De raad beklaagt zich over de onduidelijkheid van het takenpakket: welke portefeuilles neemt de vice-rector over van het college? Daarop antwoordt het bestuur dat de vice-rector ‘in gesprek zal gaan met de academische gemeenschap om knelpunten te inventariseren in onze governance en samen met alle stakeholders, te adviseren welke mogelijke scenario's er denkbaar zijn om tot een meer wendbare organisatie te komen’.
Die uitleg is de UR te vaag. ‘Wat gaat deze persoon precies doen? Wat voor invloed heeft deze nieuwe positie op de organisatie? Gaat deze persoon onafhankelijk adviseren?’
Zeker met het oog op aanstaande financiële krapte hebben de raadsleden problemen met een bestuurder die over een periode van vier jaar €600.000 gaat kosten, en een aanstelling heeft van 0,7 fte. Daarom eisen ze dat het college een duidelijke lijst met taken en bevoegdheden opstelt en uitlegt waarom die niet binnen de huidige organisatie zijn in te passen. Anders zullen ze niet instemmen.
Daarnaast zet de raad vraagtekens bij de transparantie van de sollicitatieprocedure. Toen de vacature in maart online verscheen, had het college namelijk al een kandidaat op het oog. Dat draagt volgens de raad niet bij aan een transparante bestuurscultuur: ‘Ook als het college van bestuur een geschikte kandidaat voor ogen heeft, is het belangrijk om een open procedure te volgen.’ De raad wil de ‘schijn van vriendjespolitiek’ vermijden.
Volgens het college is aan de transparantie voldaan door in de interne vacature te wijzen op de gerede kandidaat.
Uit een video die unlisted op YouTube staat blijkt dat FGGA-decaan Erwin Muller die kandidaat is. ‘Beste collega’s en studenten’, zegt hij in de boodschap. ‘Vandaag wil ik jullie vertellen dat ik per 1 mei ben benoemd tot vice-rector. Dat betekent dat ik de komende jaren het college van bestuur zal bijstaan in de verdere professionalisering en verbetering van de organisatie van de universiteit.’ Op woensdagmiddag maakt de universiteit de benoeming ook via de website bekend.
Raadsleden reageren verbolgen op het feit dat het college een afwijzing van de raad om zitting te nemen in de benoemingscommissie heeft geïnterpreteerd als een formeel positief advies over de functie. ‘Het college is in de haast om over te gaan tot benoeming van de gerede kandidaat tot vice-rector vergeten om de universiteitsraad om advies te vragen.’
De raad is verder van mening dat hij niet alleen advies-, maar ook instemmingsrecht heeft omdat het bestuursreglement gewijzigd zou moeten worden.
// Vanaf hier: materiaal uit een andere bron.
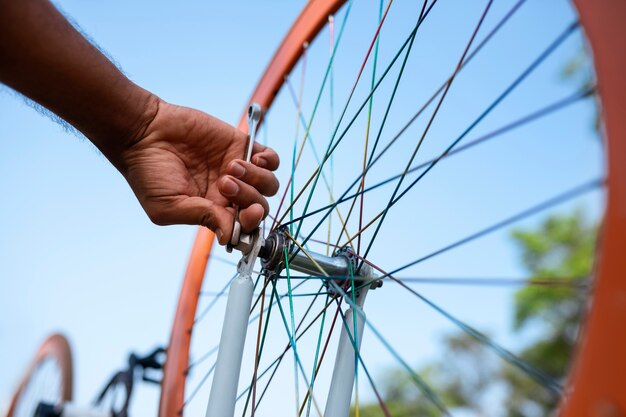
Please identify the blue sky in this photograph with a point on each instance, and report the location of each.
(77, 253)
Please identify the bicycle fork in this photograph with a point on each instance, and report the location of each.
(338, 269)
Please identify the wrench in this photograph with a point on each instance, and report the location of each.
(254, 115)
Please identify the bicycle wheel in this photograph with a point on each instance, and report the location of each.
(48, 378)
(317, 188)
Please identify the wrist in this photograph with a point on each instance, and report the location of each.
(127, 125)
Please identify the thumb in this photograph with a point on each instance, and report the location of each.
(203, 212)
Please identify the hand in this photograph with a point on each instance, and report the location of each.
(186, 168)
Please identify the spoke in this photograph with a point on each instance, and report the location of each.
(331, 102)
(428, 126)
(543, 112)
(547, 52)
(293, 331)
(419, 112)
(315, 361)
(315, 174)
(424, 388)
(278, 360)
(292, 341)
(367, 129)
(582, 283)
(540, 377)
(380, 130)
(559, 199)
(404, 128)
(331, 146)
(259, 348)
(319, 96)
(328, 184)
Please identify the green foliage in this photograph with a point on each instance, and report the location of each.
(561, 247)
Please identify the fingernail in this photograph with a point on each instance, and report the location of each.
(230, 188)
(261, 162)
(237, 170)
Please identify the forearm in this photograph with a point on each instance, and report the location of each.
(43, 57)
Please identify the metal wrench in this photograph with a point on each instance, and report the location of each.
(254, 115)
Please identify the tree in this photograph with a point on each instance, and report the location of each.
(560, 248)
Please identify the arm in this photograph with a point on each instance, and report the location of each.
(181, 163)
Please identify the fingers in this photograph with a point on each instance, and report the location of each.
(241, 194)
(197, 211)
(261, 179)
(264, 157)
(251, 217)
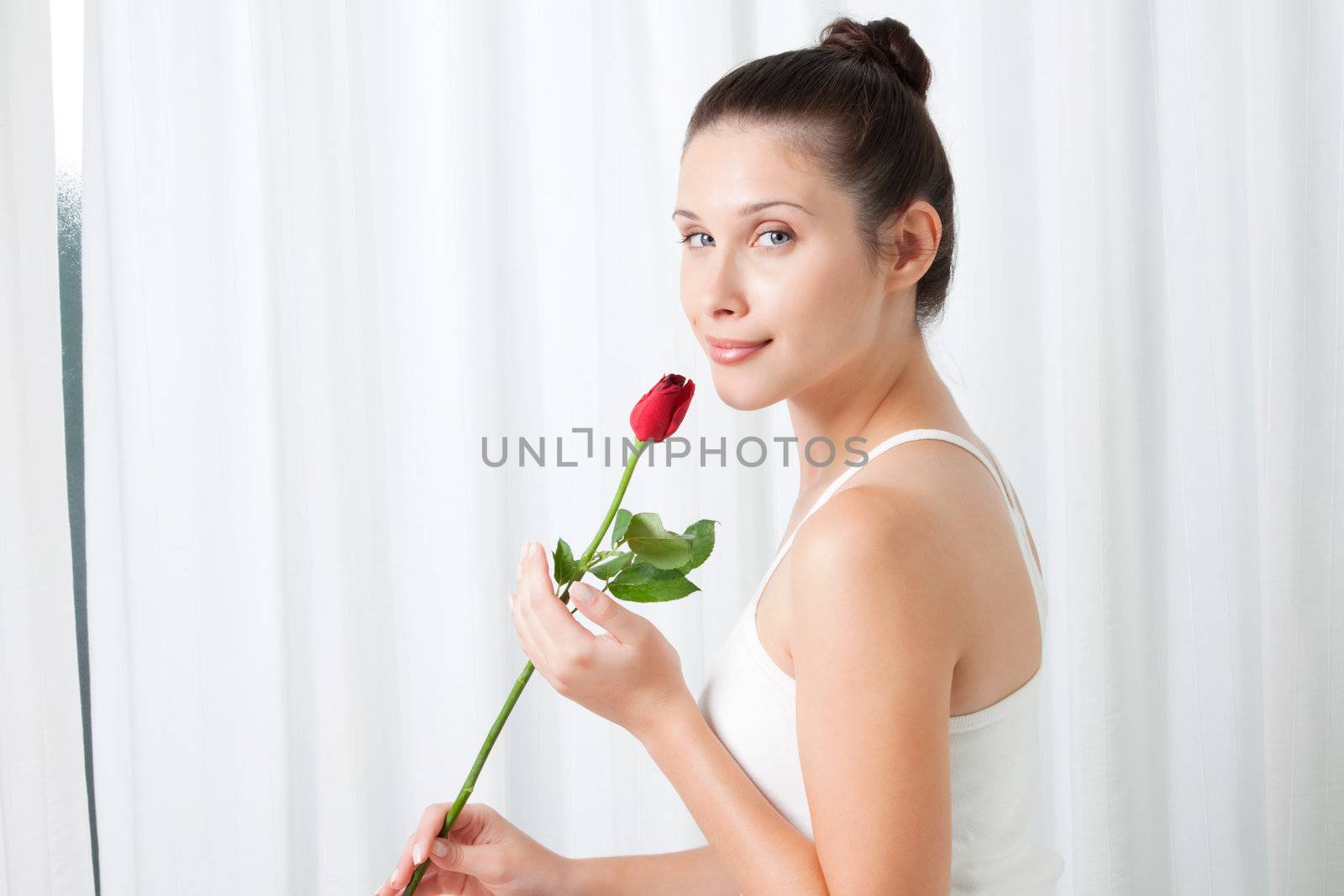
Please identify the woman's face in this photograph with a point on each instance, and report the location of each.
(793, 280)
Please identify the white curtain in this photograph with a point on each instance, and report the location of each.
(45, 840)
(329, 246)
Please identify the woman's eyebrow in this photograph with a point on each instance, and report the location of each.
(750, 208)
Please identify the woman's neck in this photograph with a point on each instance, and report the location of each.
(905, 394)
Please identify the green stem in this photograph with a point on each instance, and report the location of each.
(528, 673)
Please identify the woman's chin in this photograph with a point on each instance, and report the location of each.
(743, 392)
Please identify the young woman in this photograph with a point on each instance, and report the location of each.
(870, 726)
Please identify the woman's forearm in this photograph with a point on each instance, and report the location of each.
(763, 852)
(690, 871)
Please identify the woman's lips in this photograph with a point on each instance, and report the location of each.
(730, 351)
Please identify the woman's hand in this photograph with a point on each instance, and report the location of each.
(483, 856)
(629, 674)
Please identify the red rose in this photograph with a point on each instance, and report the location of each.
(660, 411)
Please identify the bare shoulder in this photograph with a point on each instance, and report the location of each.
(884, 559)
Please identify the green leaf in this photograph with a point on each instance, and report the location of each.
(622, 520)
(702, 543)
(615, 564)
(564, 566)
(645, 584)
(648, 539)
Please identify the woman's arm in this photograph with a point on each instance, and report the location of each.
(874, 647)
(691, 871)
(763, 851)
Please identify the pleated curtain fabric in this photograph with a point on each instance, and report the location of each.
(45, 839)
(333, 249)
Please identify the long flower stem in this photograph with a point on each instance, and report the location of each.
(470, 785)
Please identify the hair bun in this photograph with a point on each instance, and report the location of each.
(886, 42)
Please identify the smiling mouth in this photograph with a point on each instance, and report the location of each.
(734, 354)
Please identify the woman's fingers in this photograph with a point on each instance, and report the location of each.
(561, 634)
(432, 822)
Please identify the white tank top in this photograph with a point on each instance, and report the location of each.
(994, 752)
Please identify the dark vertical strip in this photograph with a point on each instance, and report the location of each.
(69, 239)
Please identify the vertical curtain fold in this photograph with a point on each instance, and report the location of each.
(45, 839)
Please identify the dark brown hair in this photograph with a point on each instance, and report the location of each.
(853, 103)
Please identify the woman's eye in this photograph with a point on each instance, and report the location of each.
(766, 234)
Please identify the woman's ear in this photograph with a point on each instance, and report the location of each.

Dat betwist het bestuur: omdat de nieuwe vice-rector geen deel uitmaakt van het college zou die aanpassing niet nodig zijn.
Toch zet de titel vice-rector kwaad bloed bij de raad: ‘Inhoudelijk had het een beleidsadviseur kunnen zijn, maar nu is het een functionaris die de facto een bestuurdersrol gaat vervullen en daar een bijpassend salaris voor ontvangt. Het had ook een commissievoorzitter kunnen zijn die het project organisatieontwikkeling gaat trekken.’ Het college antwoordt voor de titel vice-rector te hebben gekozen vanwege ‘de rol richting het college van bestuur’.
Ook de argumentatie van het college dat incidenten en crises tijd vragen van bestuurders en dat daarom de vice-rector noodzakelijk is, valt slecht. Volgens de raad creëert het college het beeld ‘van een universiteit die constant door crises overvallen wordt’. De plotselinge noodzaak voor de nieuwe bestuursfunctie leidt tot ‘de zorg dat daarmee het democratisch gehalte van de Universiteit Leiden onder druk komt te staan’.
Het is van belang ‘om eerst te identificeren wat het college weghoudt van de kerntaken’: ‘De raad adviseert het college om een pas op de plaats te maken en zich af te vragen: Is dit wat er nu echt nodig is? Wat vindt de organisatie ervan? Kunnen de werkzaamheden binnen de bestaande organisatie worden belegd?’
Om de zaak verder te behandelen zullen de raad en het college elkaar spreken in een speciaal ingelaste openbare raadsvergadering op 22 april.